FIG. 6A depicts crossed-dipole waveforms at a depth X50 in a
borehole penetrating a slow formation, taken with an eight-receiver
array, with 0.5 ft (0.152 m) spacing between the receivers. FIG. 6B
shows a contour plot of slowness versus time for the crossed-dipole
waveforms shown in FIG. 6A. The slowness versus time is obtained
from STC processing of the crossed-dipole waveforms. FIG. 6C shows
a log produced by STC processing of crossed-dipole waveform data
for the borehole of FIG. 6A for depths X30 to X90. The track 600
represents slowness as a function of depth.
[0028] Once the far-field and near-wellbore slownesses are
determined, the process for distinguishing between intrinsic and
stress-induced anisotropy is quite simple. As previously mentioned,
this involves comparing the far-field and near-wellbore slownesses
in the fast-shear and slow-shear directions (208 in FIG. 2A). The
test is illustrated in FIG. 2B. A depth of the formation is
selected (208a). For the selected depth, if the fast-shear slowness
in the far-field (low frequency) is less than the slow-shear
slowness in the far-field (208b) and if the fast-shear slowness in
the near-wellbore (high frequency) is less than the slow-shear
slowness in the near-wellbore (208c), then the formation at the
selected depth is marked as having intrinsic anisotropy. For the
selected depth, if the fast-shear slowness in the far-field (low
frequency) is less than the slow-shear slowness in the far-field
(208b) and if the fast-shear slowness in the near-wellbore (high
frequency) is greater than the slow-shear slowness in the
near-wellbore (208d), then the formation at the selected depth is
marked as having stress-induced anisotropy. It follows from the
above that the selected interval of the formation is isotropic if
the fast-shear slowness and slow-shear slowness in the far-field
are the same and if the fast-shear slowness and slow-shear slowness
in the near-wellbore are the same. The method may also include
marking a selected depth of the formation as having isotropic
anisotropy.
[0029] The invention typically provides the following advantages.

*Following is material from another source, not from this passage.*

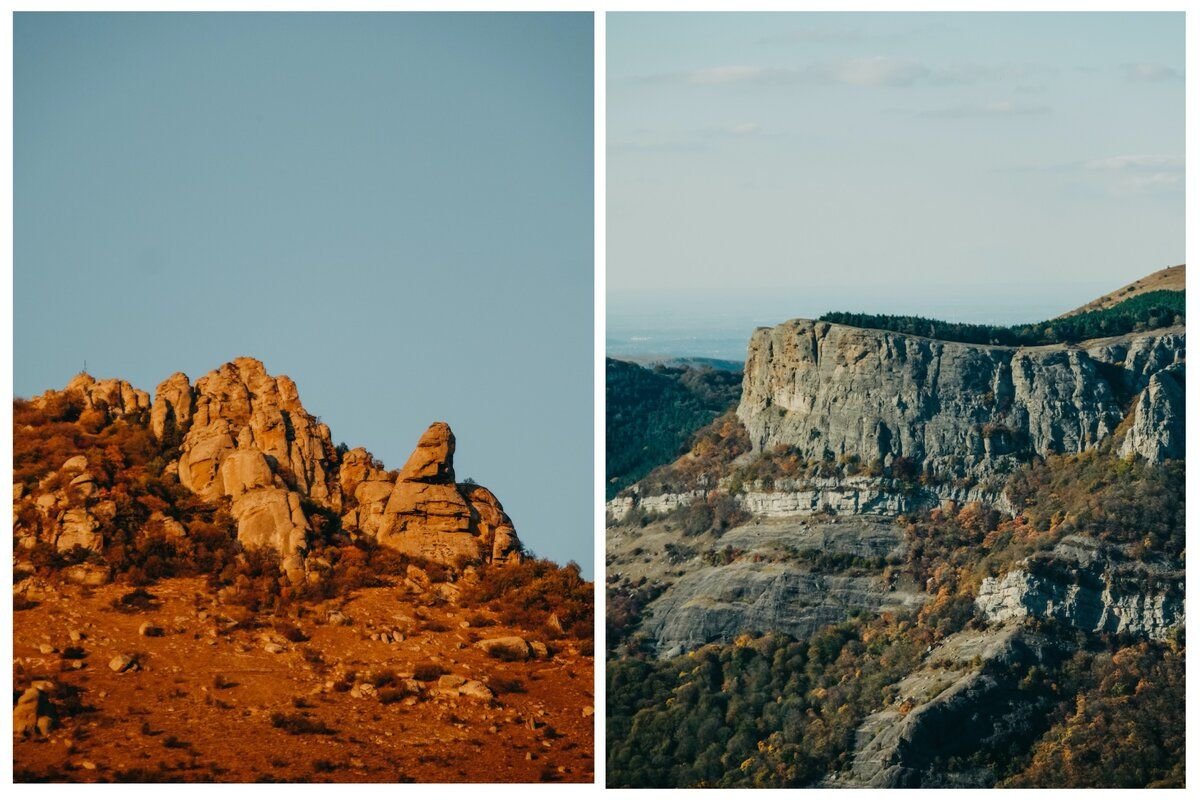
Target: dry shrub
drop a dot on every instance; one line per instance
(526, 595)
(429, 671)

The method allows continuous processing of crossed-dipole waveform
data to characterize shear wave formation anisotropy. Shear wave
formation anisotropy can be characterized without advanced
dispersion analysis. The fast-shear and slow-shear slownesses in a
stressed-induced anisotropic zone are proportional to the minimum
and maximum horizontal stress, which allows for quantification of
these stresses. This allows for three-dimensional stress inversion
modeling for reservoir stimulation, drilling optimization, and
hydraulic fracture stimulation.
[0030] While the invention has been described with respect to a
limited number of embodiments, those skilled in the art, having
benefit of this disclosure, will appreciate that other embodiments
can be devised which do not depart from the scope of the invention
as disclosed herein. Accordingly, the scope of the invention should
be limited only by the attached claims.